Can someone maybe explain the advantage speed wise on a single CPU machine in using multiple threads?

wildfrog
May 30th, 2007, 10:43 AM
The short answer is that you'll loose speed when using multiple threads on a single cpu/core machine. Some of the 'speed' is lost to context switching/switching among the threads, some is (usually) lost to synchronization among the threads...

- petter

MikeAThon
May 30th, 2007, 12:19 PM
Each of those 2 threads gets a time slice in a round robin fashion right?
Not exactly. In Windows, threads are scheduled based on a priority level that's determined dynamically by the thread scheduler. But conceptually, it's not bad to think about the scheduler as a type of round robin process.

With that in mind, your process can theoretically get a larger proportion of CPU time with more threads, relative to all processes running on the machine. For example, say that the machine has 5 CPU-bound processes executing concurrently, including your process, and each process has a single thread with the same base priority. Roughly speaking, your process will get 1/5 = 20% of the CPU. If your process spawns 5 threads, and the other 4 processes are kept to a single thread, then your process will get around 5/9 = 55% of the CPU.

This all assumes that your process is CPU-bound, and that it contends for CPU time with other CPU-bound processes. In the real world, that doesn't happen often. Usually, your process will be the only CPU-bound process running on the machine. In this situation, the scheduler does a pretty good job of giving your process almost 100% of the CPU, without any effort from you, even if your process has only a single thread. In this real-world situation, Petter's comment is absolutely correct, that on a single-processor machine multiple threads will slow you down due to context switches and synchronization between threads.

Mike

JVene
May 30th, 2007, 02:54 PM
Responses are all on point, I just wanted to add.....

There is a little gain on hyperthread CPU's (Intel P4). All modern x86 CPU's (since Pentium Pro) have multiple execution units. In some ways these 'look' a little like multiple cores, but they're not. They do the general work that we recognize as the assembler (or machine, if you prefer) instructions of the x86 language (colloquially).

Some designs only have 2 execution units, others have 3. I forget how many were in the HT P4 series, but on occasion the processor 'recognizes' it can't stuff all of the available general execution units with work, and has the ability to give a second thread some attention with the spare unit.
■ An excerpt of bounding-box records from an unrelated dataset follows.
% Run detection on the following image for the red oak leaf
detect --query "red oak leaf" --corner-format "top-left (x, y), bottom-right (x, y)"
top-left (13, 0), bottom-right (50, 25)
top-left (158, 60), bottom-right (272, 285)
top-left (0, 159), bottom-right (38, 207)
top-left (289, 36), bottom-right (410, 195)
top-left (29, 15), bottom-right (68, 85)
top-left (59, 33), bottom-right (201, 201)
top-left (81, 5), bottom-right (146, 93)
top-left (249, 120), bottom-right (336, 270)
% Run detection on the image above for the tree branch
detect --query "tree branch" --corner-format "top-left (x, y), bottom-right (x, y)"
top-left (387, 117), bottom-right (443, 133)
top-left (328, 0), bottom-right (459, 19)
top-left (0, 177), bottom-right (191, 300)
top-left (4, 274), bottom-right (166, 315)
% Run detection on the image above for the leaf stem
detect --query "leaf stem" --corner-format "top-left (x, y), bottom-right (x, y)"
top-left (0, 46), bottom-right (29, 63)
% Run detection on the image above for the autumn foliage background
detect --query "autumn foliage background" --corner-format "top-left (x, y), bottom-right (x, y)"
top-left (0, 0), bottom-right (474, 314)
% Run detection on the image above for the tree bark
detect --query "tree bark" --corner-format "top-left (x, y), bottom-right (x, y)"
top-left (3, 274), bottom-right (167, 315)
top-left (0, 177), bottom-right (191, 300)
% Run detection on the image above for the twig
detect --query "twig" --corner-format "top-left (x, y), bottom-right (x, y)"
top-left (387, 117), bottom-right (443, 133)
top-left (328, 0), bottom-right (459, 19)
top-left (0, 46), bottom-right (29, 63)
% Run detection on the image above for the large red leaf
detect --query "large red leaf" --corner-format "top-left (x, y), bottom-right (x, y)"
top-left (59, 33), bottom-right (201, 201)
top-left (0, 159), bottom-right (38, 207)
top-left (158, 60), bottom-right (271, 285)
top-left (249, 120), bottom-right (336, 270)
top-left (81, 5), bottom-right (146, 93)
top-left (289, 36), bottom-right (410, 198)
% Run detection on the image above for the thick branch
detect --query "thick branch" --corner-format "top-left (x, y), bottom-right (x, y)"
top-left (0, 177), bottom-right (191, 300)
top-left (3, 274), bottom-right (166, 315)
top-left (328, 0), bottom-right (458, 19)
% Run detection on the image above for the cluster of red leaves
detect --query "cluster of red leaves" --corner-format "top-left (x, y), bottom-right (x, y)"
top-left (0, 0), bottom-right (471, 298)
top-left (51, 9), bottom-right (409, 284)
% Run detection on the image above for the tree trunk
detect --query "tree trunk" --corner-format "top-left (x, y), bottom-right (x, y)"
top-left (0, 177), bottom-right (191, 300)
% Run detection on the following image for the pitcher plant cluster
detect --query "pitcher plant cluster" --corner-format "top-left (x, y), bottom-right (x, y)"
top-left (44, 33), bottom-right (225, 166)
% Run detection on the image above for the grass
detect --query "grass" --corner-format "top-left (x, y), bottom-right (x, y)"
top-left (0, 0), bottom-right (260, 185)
This gives the illusion of a dual core CPU (it's not, not even close, really). Still, there is some gain with that over a non HT CPU's (sometimes only 10%, occasionally as much as, I'm guessing, 30% - under ideal conditions).

Otherwise, this CPU qualifies as a single core device (and, HT can be turned off - so it might not even apply).

HT was also known to 'slow down' things a little, under certain conditions, so it's not really popular.

Your question hinges on another question which is a natural tangent - when and why thread, especially on the substantial population of single core machines in the market?

One reason to thread is GUI responsiveness. Any task which might take more than a very short time (some few ms, perhaps - it's a judgment call relative to the speed of the CPU, how busy it is already, etc) can be handed to a thread, such that the GUI is available to respond to user activity. This doesn't give faster performance on single core machines, but keeps the UI from being blocked by longer running processes. This has benefit on single core machines, and even more on multiple core machines.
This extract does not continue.